China’s Tianwen-1 mission is now orbiting Mars ahead of landing



An artist’s impression of the Tianwen-1 spacecraft

Shutterstock/Axel Monse

Mars has a new visitor. The Chinese Tianwen-1 mission has entered orbit around the Red Planet, following the United Arab Emirates’ Hope orbiter by just one day and preceding the landing of NASA’s Perseverance rover by a week. This is China’s second interplanetary mission, but the first that it has attempted without any international partners.

Reaching orbit is just the first step of the Tianwen-1 mission, which launched from the Wenchang Spacecraft Launch Site in Hainan, China on 23 July last year. The spacecraft has three parts: an orbiter, a lander and a rover.

Now that the spacecraft is safely in orbit, the next step is to start the preparations for landing. Scientists have selected a landing site in Utopia Planitia, the same region where NASA’s Viking 2 lander touched down in 1976. Once Tianwen-1 is in orbit, it will take pictures of the area to make sure conditions are safe to send in the lander.

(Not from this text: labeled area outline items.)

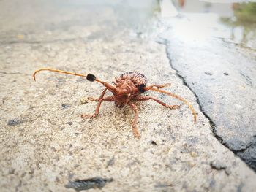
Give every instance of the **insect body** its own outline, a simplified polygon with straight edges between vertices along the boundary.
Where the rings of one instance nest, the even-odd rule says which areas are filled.
[[[197,118],[196,113],[193,107],[192,107],[192,105],[188,101],[187,101],[185,99],[184,99],[183,98],[176,94],[173,94],[170,92],[167,92],[160,89],[164,87],[168,86],[169,84],[165,84],[161,85],[151,85],[149,86],[146,86],[147,79],[143,74],[140,73],[138,73],[138,72],[124,73],[121,74],[120,77],[116,77],[116,80],[113,82],[113,85],[111,85],[106,82],[102,81],[101,80],[97,78],[94,74],[88,74],[87,75],[85,75],[81,74],[72,73],[72,72],[64,72],[64,71],[61,71],[61,70],[53,69],[48,69],[48,68],[40,69],[34,72],[33,74],[33,77],[34,80],[36,80],[35,79],[36,74],[40,71],[50,71],[50,72],[64,73],[67,74],[80,76],[80,77],[86,77],[86,79],[89,81],[97,81],[102,84],[105,87],[105,88],[104,89],[103,92],[100,95],[99,98],[97,98],[97,99],[91,98],[91,100],[98,101],[98,104],[96,108],[95,112],[91,115],[82,115],[81,117],[83,118],[94,118],[94,117],[98,115],[101,104],[104,101],[114,101],[116,106],[118,108],[122,108],[125,105],[129,105],[135,112],[135,119],[132,125],[132,128],[133,135],[135,136],[135,138],[140,138],[140,136],[136,128],[138,114],[138,108],[137,108],[137,106],[135,104],[135,101],[154,100],[156,102],[160,104],[161,105],[170,109],[179,108],[178,105],[167,105],[167,104],[155,99],[154,97],[142,96],[141,94],[146,91],[151,90],[151,91],[160,92],[164,94],[167,94],[170,96],[174,97],[183,101],[184,103],[187,104],[187,105],[189,107],[189,109],[191,110],[194,115],[194,122],[195,123],[196,121],[196,118]],[[112,96],[104,96],[107,90],[112,92],[113,95]]]

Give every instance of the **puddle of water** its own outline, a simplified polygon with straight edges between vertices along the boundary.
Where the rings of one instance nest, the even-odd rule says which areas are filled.
[[[176,21],[176,34],[188,41],[215,37],[256,49],[256,2],[243,1],[173,1],[179,15],[187,18]]]

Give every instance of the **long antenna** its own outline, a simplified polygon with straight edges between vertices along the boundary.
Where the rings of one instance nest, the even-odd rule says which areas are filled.
[[[144,90],[145,91],[152,90],[152,91],[157,91],[157,92],[160,92],[160,93],[167,94],[167,95],[170,96],[172,96],[172,97],[173,97],[175,99],[177,99],[178,100],[180,100],[180,101],[183,101],[184,104],[186,104],[189,107],[190,110],[192,111],[192,114],[194,115],[194,123],[195,123],[197,121],[197,114],[195,113],[193,107],[192,106],[191,104],[189,104],[184,99],[183,99],[183,98],[180,97],[179,96],[177,96],[177,95],[176,95],[174,93],[170,93],[170,92],[167,92],[167,91],[162,91],[161,89],[154,88],[152,88],[152,87],[145,87]]]
[[[106,82],[102,81],[101,80],[95,77],[95,75],[94,75],[92,74],[83,74],[69,72],[61,71],[61,70],[50,69],[50,68],[42,68],[42,69],[39,69],[35,71],[33,74],[33,78],[34,78],[34,81],[36,81],[36,74],[38,73],[39,72],[41,72],[41,71],[49,71],[49,72],[64,73],[64,74],[72,74],[72,75],[86,77],[89,81],[97,81],[97,82],[100,82],[101,84],[102,84],[104,86],[105,86],[108,89],[109,89],[112,92],[116,91],[116,88],[114,86],[111,85],[110,84],[109,84]]]

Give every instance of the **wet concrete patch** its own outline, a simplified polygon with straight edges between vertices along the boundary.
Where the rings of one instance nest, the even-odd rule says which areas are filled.
[[[93,177],[86,180],[76,180],[75,181],[69,181],[68,184],[65,185],[67,188],[73,188],[76,191],[82,190],[88,190],[90,188],[102,188],[107,183],[112,182],[113,180],[102,178],[102,177]]]

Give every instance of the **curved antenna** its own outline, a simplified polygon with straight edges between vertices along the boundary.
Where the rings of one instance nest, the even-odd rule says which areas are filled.
[[[186,104],[190,109],[190,110],[192,111],[193,115],[194,115],[194,123],[195,123],[197,121],[197,114],[195,113],[195,110],[193,108],[193,107],[192,106],[191,104],[189,104],[187,100],[185,100],[184,99],[176,95],[176,94],[173,94],[172,93],[170,93],[170,92],[167,92],[165,91],[162,91],[162,90],[160,90],[160,89],[157,89],[157,88],[152,88],[152,87],[145,87],[144,88],[144,90],[145,91],[148,91],[148,90],[152,90],[152,91],[157,91],[157,92],[160,92],[160,93],[162,93],[164,94],[167,94],[168,96],[170,96],[175,99],[177,99],[178,100],[180,100],[181,101],[183,101],[184,104]]]
[[[95,77],[95,75],[94,75],[92,74],[83,74],[69,72],[61,71],[61,70],[55,69],[50,69],[50,68],[42,68],[42,69],[39,69],[35,71],[34,72],[34,74],[33,74],[33,78],[34,78],[34,81],[36,81],[36,74],[38,73],[39,72],[41,72],[41,71],[49,71],[49,72],[58,72],[58,73],[64,73],[64,74],[72,74],[72,75],[86,77],[86,79],[89,81],[97,81],[97,82],[99,82],[99,83],[101,83],[104,86],[105,86],[111,92],[114,92],[116,91],[116,88],[114,86],[111,85],[110,84],[109,84],[109,83],[108,83],[106,82],[102,81],[101,80]]]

If everything looks clear, the orbiter will release the lander. It will hurtle towards the Martian surface, slowing down with the help of a cone-shaped heat shield and a parachute before a set of rockets brings it softly to rest on the ground. This is expected to happen around May to leave plenty of time to assess the landing site.

Finally, assuming the landing is successful, the lander will release a solar-powered rover to trundle its way around the dusty surface for about 90 Martian days. The rover is equipped with cameras, ground-penetrating radar, a magnetic field detector, a weather station and an instrument to measure the chemical composition of the dust and rocks. The orbiter also carries its own scientific instruments to investigate Mars from orbit.

Together, all of these tools will aid in the search for pockets of liquid water and ice on Mars, as well as laying the groundwork for more complicated future missions, including a planned mission to bring Mars samples back to Earth for analysis in the late 2020s.